The elution pH of the various antibodies on Hexyl Toyopearl was obtained from linear gradient experiments using pulse injection (0.5 mL of protein at ~5 mg/ml concentration) using a 0.66 cm D × 10 cm L column. A decreasing gradient of pH was run from pH 6.0 to 3.5 over 15 column volumes in a 10 mM citrate (conductivity ~2−3 ms/cm) buffer system. The elution pH at peak maxima was calculated from the gradient and further verified from the effluent pH trace obtained from the online Monitor pH/C-900 unit that is part of the AKTA system.

Salt gradient experiments with mAbs B and D were also performed in a similar manner on the Phenyl Sepharose resin. A decreasing gradient of ammonium sulfate was run from 1.5 to 0 M ammonium sulfate at pHs 6 and 7 over 10 column volumes. The elution salt concentration at peak maxima was calculated from the gradient.

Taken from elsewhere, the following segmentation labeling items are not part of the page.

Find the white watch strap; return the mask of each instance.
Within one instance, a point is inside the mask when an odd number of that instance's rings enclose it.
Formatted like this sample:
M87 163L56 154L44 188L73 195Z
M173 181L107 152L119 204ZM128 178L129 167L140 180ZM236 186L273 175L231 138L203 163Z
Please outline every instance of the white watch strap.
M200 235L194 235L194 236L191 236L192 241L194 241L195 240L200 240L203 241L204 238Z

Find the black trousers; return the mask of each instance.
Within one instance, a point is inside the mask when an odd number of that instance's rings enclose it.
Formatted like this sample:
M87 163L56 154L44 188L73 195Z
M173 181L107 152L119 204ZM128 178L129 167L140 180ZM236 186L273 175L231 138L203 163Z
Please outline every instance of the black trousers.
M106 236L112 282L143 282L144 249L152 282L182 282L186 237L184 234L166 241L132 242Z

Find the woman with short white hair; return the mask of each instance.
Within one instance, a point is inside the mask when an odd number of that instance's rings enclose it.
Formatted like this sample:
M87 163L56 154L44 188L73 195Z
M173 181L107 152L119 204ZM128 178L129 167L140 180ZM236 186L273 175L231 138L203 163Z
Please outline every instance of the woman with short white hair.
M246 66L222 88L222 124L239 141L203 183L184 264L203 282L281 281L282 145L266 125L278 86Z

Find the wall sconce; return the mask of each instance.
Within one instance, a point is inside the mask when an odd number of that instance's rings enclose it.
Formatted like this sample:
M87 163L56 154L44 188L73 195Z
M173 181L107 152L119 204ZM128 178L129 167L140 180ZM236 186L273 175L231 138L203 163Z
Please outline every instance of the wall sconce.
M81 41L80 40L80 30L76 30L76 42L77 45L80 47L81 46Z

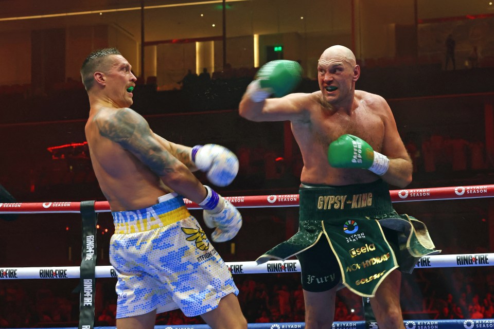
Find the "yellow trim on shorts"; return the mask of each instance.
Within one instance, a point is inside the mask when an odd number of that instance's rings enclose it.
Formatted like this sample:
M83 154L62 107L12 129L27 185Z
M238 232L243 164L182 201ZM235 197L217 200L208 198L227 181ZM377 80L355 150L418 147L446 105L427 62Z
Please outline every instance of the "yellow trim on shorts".
M158 227L167 226L189 216L190 214L185 206L171 211L158 215L158 218L143 218L127 223L116 224L115 234L124 234L150 231Z

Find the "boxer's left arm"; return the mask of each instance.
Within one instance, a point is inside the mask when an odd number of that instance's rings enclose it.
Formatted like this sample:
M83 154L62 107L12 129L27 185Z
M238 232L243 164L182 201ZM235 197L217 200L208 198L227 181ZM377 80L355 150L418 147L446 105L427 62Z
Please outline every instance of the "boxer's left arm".
M384 180L392 185L404 188L412 182L413 166L412 159L400 137L393 112L384 98L379 97L383 110L384 138L381 153L390 159L387 171L382 175Z
M154 134L158 142L191 171L207 173L208 180L217 186L232 183L238 173L238 159L231 151L220 145L206 144L193 148L172 143Z
M179 161L187 166L190 171L194 172L199 170L199 168L196 166L194 161L192 160L190 154L192 152L192 148L190 148L184 145L176 144L167 140L165 138L158 135L154 134L158 142L161 144L163 147L170 152L173 156L177 158Z
M329 144L328 161L334 168L367 169L390 184L404 187L412 181L412 160L389 105L380 96L375 97L369 105L381 118L384 128L379 152L358 136L343 135Z

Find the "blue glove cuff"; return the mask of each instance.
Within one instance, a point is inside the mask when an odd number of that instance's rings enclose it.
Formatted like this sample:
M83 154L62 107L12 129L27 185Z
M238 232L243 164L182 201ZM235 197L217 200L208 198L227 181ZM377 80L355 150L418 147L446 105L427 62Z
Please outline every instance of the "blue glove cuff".
M206 198L202 200L202 202L199 204L201 208L205 210L212 210L216 208L220 201L220 196L218 193L207 185L204 185L206 190L207 190L207 195Z
M197 152L199 151L199 149L202 147L202 145L196 145L192 148L192 153L190 155L190 158L192 159L192 162L196 162L196 155L197 154Z

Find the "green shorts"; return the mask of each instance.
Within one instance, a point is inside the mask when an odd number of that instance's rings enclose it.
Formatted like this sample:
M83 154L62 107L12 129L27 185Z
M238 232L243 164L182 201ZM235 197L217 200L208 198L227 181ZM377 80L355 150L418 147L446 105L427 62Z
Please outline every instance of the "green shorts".
M395 211L380 179L344 186L303 184L299 194L298 232L257 261L296 255L305 290L326 291L341 282L372 297L393 270L411 272L420 257L440 252L424 223Z

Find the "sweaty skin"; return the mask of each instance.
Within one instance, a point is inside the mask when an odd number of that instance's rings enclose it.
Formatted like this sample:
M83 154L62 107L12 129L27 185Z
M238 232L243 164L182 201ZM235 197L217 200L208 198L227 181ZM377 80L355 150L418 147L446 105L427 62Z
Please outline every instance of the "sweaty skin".
M329 144L349 134L390 159L390 168L382 176L385 181L400 187L408 185L412 179L412 162L391 109L381 96L355 90L360 68L351 51L340 46L328 48L317 68L319 91L257 103L251 101L248 91L240 104L240 115L255 121L290 121L304 160L303 182L346 185L378 179L367 170L333 168L328 163Z
M95 75L106 89L89 93L85 131L93 167L112 211L149 207L172 191L201 202L206 191L190 172L197 170L190 148L155 135L142 116L128 108L132 94L128 90L136 80L131 66L120 55L107 61L105 73Z
M240 102L240 115L254 121L290 122L304 160L302 182L342 186L371 182L380 177L401 188L409 184L412 161L391 109L381 96L355 90L360 67L351 51L342 46L328 48L321 56L317 71L320 90L311 94L292 94L256 102L250 96L253 88L248 89ZM329 164L329 144L345 134L360 137L390 159L383 175L367 169L335 168ZM383 329L403 328L401 278L399 271L392 271L370 300ZM304 290L306 329L331 328L337 288L322 292Z

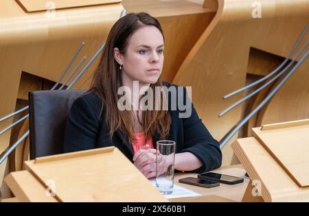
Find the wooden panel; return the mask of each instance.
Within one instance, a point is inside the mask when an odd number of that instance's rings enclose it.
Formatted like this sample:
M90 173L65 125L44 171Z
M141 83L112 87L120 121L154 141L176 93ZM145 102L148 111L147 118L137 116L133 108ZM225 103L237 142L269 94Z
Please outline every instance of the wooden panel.
M203 8L203 1L124 0L128 13L146 12L160 22L164 33L164 65L162 79L172 82L189 51L215 15Z
M205 6L218 8L217 13L173 80L179 85L192 86L192 101L197 112L218 141L241 119L240 106L222 117L218 117L218 114L244 96L242 93L228 99L222 99L225 95L244 86L251 47L263 53L285 58L309 20L308 1L258 1L262 5L260 18L252 16L254 10L258 9L252 6L255 1L205 1ZM308 36L299 45L306 39ZM268 56L264 58L268 58ZM258 62L260 60L257 59ZM309 117L308 62L299 67L269 103L266 123ZM249 69L261 74L261 69L255 68L258 67L254 62L250 64ZM268 61L261 67L264 67L271 68L273 65ZM264 74L267 72L270 71ZM233 163L229 145L237 138L236 134L222 149L223 165Z
M306 121L305 121L306 122ZM306 121L308 123L308 121ZM300 187L309 186L309 123L253 128L255 136ZM274 126L273 126L274 127Z
M170 199L169 200L172 202L235 202L235 201L221 197L216 195L179 197Z
M5 181L20 202L58 202L47 195L46 189L27 170L12 172Z
M50 9L49 7L51 6L47 5L48 1L46 0L16 0L16 1L27 12L47 10ZM100 5L121 1L121 0L53 0L52 2L54 3L54 9L57 10Z
M38 158L26 168L60 202L167 202L118 149Z
M196 14L215 10L203 8L203 0L122 0L128 12L146 12L154 17Z
M28 82L23 81L20 86L23 71L56 82L82 42L84 47L68 73L82 56L87 57L85 63L89 60L106 40L123 10L121 3L113 3L59 10L54 17L49 17L45 12L25 13L14 0L0 1L0 118L15 110L17 96L25 99L26 92L34 90L29 88L36 88L35 85L24 85L23 83ZM73 88L89 87L89 77L99 58ZM44 84L46 88L46 82ZM1 122L0 128L12 122L12 118ZM9 145L10 135L8 130L0 136L0 152ZM0 165L0 182L5 167L5 162Z
M301 188L254 137L231 145L251 180L260 182L265 202L309 202L309 189Z

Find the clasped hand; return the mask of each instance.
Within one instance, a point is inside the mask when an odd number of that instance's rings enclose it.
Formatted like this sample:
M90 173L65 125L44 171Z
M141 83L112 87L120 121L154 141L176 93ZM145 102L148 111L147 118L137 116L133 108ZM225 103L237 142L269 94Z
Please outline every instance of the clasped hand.
M146 145L133 156L134 165L147 178L156 177L156 156L158 155L158 176L164 173L172 164L170 157L160 154L157 149L149 149Z

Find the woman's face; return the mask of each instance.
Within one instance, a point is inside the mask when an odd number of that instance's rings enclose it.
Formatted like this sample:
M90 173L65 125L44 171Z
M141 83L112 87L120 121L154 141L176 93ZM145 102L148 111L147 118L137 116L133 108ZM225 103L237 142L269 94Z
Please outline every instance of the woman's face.
M139 81L139 85L156 83L162 72L163 49L161 33L152 25L142 27L132 35L124 55L115 48L114 56L122 65L123 84L131 85L133 81Z

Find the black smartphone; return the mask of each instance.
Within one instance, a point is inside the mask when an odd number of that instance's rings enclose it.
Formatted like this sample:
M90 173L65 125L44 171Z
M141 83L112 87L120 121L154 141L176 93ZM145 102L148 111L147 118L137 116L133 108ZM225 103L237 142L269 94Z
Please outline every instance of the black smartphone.
M199 179L194 177L187 177L181 178L179 180L181 183L189 184L199 187L203 187L207 188L211 188L214 187L218 187L220 185L219 182L216 182L213 181L204 180L203 179Z
M205 180L214 181L227 184L236 184L244 182L244 179L242 178L216 173L214 172L199 174L198 178Z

Preparative purification experiments

The HIC preparative experiments were performed in the flowthrough mode. A 1 cm D × 20 cm L column was used for each experiment. The column was first equilibrated with 3 column volumes of the equilibration buffer. The mobile phase salt concentration and pH of that buffer was specific to the protein and resin combination, as explained in the Results section. The column was then loaded with a specific amount of protein as mentioned above. The flowthrough peak collection was started as the UV started to rise and the product was chased with the equilibration buffer. The column was cleaned with 3−5 column volumes of water and sanitized with 0.5N NaOH. A residence time of 6 min was used throughout the process.

Analytical techniques

HMW levels in samples were measured by analytical Size Exclusion Chromatography (SEC) using TSK gel G3000 SWXL column. A mobile phase of 100 mM NaPO4, 200 mM NaCl, pH 6.8 and a flow rate of 1 mL/min was used. Elution peaks were detected by UV absorbance at 280 nm.

HCP levels in the samples from the preparative experiments were determined using an in-house generic HCP assay comprising an ELISA-based immunoassay using electrochemiluminescent detection on the Meso Scale Discovery platform.